First and foremost is the high cost of production in Europe and in Germany. Personnel and energy costs have continued to increase with the Covid pandemic and the war in Ukraine. That leads to a lack of attractiveness for international investors. The high price level that we must charge for our products makes survival in the face of international competition difficult. That is why it is important for us to create understanding for the value of high-quality products and articles. Buyers clearly make economic decisions, but these decisions can lead to inadequate protection or to low wearing comfort, which is even worse because people who need protective clothing would soonest not wear it at all. Think of flame-retardant underwear. It incorporates coated polyester, which is incredibly sweaty in summer. Our shirts are breathable and anti-bacterial. Even during summer they are highly comfortable to wear.

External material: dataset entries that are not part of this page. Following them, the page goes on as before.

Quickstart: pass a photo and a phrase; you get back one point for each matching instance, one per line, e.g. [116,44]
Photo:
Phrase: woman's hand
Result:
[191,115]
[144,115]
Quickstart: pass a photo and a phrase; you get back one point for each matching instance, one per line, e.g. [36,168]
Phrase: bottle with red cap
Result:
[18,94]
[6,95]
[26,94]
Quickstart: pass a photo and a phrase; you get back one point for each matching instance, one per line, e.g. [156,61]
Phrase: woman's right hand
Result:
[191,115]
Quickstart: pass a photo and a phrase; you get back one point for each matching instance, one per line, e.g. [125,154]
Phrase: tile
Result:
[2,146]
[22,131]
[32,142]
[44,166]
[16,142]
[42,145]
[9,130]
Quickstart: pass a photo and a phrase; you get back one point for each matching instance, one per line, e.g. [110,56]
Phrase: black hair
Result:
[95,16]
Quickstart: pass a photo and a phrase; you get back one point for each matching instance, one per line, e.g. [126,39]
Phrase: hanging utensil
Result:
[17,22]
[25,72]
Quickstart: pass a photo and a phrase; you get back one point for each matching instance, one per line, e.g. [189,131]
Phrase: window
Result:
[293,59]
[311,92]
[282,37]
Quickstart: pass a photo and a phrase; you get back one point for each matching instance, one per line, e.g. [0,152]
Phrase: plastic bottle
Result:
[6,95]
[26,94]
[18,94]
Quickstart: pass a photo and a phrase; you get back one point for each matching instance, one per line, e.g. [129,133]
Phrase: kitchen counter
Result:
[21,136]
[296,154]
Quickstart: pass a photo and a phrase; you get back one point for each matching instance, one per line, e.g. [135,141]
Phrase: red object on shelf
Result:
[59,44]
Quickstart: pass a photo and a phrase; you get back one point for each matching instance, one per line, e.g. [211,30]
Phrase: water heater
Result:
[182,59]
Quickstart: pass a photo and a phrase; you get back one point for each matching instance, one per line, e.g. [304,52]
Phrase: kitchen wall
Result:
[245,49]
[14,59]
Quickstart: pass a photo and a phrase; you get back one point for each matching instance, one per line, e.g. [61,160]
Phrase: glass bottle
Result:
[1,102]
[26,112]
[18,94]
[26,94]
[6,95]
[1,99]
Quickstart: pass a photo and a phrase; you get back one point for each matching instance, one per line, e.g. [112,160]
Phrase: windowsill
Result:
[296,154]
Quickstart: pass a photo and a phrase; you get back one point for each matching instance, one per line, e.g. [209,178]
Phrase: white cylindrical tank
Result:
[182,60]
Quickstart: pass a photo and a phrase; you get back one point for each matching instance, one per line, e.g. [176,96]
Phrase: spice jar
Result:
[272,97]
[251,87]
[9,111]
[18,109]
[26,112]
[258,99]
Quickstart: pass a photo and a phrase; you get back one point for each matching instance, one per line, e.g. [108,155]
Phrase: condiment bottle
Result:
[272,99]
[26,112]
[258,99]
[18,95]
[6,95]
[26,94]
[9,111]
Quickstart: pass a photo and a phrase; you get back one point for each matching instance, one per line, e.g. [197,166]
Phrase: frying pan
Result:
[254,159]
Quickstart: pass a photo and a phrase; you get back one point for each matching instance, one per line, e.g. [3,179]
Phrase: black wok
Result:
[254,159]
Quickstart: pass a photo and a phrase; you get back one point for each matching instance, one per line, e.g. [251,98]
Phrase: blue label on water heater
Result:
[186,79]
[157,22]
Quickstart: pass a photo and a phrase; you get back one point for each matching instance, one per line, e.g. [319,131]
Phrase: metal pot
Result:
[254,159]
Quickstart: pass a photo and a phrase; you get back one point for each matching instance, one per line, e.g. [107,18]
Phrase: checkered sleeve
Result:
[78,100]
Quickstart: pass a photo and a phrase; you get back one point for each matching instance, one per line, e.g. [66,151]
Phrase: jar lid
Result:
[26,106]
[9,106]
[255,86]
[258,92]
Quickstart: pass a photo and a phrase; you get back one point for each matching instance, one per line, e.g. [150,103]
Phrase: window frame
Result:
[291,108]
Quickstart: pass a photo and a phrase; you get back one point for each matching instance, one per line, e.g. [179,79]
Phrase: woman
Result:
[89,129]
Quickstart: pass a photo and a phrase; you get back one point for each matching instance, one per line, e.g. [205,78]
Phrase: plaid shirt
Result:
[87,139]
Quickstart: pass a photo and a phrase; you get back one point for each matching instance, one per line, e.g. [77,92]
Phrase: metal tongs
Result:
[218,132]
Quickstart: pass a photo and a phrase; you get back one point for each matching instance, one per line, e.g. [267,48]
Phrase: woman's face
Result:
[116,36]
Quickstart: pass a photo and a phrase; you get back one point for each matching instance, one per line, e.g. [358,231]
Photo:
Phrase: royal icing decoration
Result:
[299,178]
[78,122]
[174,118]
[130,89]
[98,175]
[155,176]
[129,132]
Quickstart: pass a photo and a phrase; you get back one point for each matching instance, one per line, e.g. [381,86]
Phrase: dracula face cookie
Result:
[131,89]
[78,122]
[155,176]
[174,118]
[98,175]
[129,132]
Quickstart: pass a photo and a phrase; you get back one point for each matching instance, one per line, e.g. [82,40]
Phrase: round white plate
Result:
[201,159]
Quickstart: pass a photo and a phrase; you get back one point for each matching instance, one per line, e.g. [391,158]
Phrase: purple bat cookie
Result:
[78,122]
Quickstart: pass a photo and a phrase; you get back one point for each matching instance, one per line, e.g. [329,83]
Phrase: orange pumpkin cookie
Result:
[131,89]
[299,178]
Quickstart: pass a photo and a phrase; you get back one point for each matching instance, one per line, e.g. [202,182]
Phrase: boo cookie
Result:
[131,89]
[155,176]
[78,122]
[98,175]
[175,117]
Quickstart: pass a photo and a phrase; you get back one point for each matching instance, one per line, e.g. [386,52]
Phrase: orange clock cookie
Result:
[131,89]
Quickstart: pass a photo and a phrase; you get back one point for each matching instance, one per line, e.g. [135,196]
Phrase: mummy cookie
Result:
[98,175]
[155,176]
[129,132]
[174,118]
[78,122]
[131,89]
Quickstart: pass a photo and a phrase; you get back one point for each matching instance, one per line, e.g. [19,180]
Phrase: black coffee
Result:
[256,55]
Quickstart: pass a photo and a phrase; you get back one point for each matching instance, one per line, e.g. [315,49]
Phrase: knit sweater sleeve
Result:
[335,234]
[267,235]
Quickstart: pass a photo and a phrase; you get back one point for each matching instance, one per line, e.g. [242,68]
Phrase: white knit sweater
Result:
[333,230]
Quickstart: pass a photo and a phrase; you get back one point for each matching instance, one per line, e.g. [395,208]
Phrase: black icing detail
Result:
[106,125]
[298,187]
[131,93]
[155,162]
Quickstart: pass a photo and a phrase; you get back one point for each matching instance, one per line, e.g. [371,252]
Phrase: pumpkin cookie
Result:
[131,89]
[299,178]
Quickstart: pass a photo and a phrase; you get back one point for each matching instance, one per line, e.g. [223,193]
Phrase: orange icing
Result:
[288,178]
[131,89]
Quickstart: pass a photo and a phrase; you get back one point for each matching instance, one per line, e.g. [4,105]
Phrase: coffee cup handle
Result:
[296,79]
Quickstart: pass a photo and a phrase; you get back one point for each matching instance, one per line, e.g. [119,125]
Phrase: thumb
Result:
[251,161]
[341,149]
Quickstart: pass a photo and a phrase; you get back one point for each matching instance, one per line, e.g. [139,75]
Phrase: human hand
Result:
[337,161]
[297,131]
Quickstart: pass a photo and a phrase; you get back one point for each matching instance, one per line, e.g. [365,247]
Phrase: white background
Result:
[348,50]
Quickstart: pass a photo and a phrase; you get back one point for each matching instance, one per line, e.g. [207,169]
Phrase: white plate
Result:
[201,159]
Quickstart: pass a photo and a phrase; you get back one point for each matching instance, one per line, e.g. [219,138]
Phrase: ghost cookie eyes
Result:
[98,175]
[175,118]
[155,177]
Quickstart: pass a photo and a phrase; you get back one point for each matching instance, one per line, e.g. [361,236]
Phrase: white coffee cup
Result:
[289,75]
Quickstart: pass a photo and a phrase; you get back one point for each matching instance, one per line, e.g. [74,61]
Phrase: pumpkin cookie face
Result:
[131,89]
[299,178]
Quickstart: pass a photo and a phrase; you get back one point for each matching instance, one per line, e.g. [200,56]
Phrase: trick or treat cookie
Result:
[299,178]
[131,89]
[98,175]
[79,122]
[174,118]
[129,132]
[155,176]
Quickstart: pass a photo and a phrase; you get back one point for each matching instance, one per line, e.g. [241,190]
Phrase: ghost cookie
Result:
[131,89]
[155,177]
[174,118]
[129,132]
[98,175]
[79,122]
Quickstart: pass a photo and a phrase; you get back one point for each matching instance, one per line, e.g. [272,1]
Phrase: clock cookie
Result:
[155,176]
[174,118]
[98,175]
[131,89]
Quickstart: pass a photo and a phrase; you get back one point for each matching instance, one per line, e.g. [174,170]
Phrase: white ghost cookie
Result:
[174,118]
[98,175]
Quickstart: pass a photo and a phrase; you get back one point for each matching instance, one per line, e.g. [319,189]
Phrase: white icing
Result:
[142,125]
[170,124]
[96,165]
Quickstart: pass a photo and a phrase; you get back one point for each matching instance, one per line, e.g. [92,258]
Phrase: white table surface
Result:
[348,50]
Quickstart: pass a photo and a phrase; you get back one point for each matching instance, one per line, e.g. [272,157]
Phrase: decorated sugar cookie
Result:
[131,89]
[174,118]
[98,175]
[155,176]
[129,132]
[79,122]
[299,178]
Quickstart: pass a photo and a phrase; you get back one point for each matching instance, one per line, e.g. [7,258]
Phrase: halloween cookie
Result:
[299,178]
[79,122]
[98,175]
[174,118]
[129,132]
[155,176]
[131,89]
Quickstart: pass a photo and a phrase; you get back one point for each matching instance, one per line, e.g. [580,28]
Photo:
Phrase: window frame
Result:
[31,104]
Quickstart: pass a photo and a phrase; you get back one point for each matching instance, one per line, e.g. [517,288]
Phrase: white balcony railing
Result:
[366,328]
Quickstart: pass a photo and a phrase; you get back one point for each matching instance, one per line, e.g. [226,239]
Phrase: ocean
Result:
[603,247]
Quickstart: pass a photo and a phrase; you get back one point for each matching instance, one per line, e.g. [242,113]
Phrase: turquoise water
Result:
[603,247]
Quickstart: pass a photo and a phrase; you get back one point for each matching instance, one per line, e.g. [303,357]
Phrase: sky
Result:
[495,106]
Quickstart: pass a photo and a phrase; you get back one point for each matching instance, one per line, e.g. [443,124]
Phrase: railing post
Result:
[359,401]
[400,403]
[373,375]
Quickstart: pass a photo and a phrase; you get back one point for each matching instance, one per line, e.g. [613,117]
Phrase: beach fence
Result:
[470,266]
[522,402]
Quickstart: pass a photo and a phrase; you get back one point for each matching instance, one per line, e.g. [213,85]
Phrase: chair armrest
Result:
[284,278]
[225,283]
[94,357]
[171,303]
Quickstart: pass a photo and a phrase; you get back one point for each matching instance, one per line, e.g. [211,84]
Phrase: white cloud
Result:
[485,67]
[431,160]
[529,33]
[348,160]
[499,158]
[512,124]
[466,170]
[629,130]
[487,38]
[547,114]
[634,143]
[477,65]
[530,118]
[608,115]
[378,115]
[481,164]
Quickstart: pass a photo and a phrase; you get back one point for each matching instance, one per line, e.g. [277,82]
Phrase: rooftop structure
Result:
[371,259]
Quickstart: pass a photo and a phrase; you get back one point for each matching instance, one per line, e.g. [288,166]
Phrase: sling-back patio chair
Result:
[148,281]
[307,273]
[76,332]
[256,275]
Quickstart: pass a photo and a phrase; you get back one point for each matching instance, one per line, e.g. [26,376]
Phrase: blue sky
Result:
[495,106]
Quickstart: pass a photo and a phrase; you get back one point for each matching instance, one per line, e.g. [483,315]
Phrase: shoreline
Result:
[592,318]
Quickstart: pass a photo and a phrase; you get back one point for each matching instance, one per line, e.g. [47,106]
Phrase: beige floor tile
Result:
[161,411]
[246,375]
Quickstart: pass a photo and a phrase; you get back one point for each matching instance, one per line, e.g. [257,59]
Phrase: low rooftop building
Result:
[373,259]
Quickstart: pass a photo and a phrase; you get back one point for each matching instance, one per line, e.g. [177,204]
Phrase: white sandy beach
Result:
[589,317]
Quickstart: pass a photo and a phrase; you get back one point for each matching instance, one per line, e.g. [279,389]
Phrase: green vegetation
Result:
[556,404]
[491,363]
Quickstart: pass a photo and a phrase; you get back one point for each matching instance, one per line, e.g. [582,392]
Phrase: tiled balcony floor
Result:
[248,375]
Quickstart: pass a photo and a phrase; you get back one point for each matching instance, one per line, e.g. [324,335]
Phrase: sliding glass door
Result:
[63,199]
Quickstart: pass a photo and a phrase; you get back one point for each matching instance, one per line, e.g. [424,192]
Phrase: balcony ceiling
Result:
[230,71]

We must make it clear to users that a certain standard for individual products in keeping with the wearers’ needs and providing maximum protection will cost more but will significantly reduce the likelihood of serious injury. Durability is a further aspect. Buying quality once makes more sense than buying the minimum standard three times.
Where do you see the greatest opportunities for a company like Fuchshuber?
We have short agreement and decision-making routes, can discuss matters in an uncomplicated way, often in a personal conversation with our partners, implementing solutions ideally. That is how we succeeded in adapting to changing circumstances such as we experienced due to Covid and the ensuing delivery difficulties. We have remained capable of action because we still have a textile location in Germany. We offer supply reliability because we have production in our hands, because we are flexible and have local partners. Recent years have made it especially clear how short-lived the status quo is – and how quickly you need to be able to adapt.
What has been your personal highlight at Fuchshuber?
The team! The team is great, there can be no comparison with other companies. We laugh with each other, pull together, problems are worked on as a team, we support one another. I really enjoy going to work. It feels like working in a family.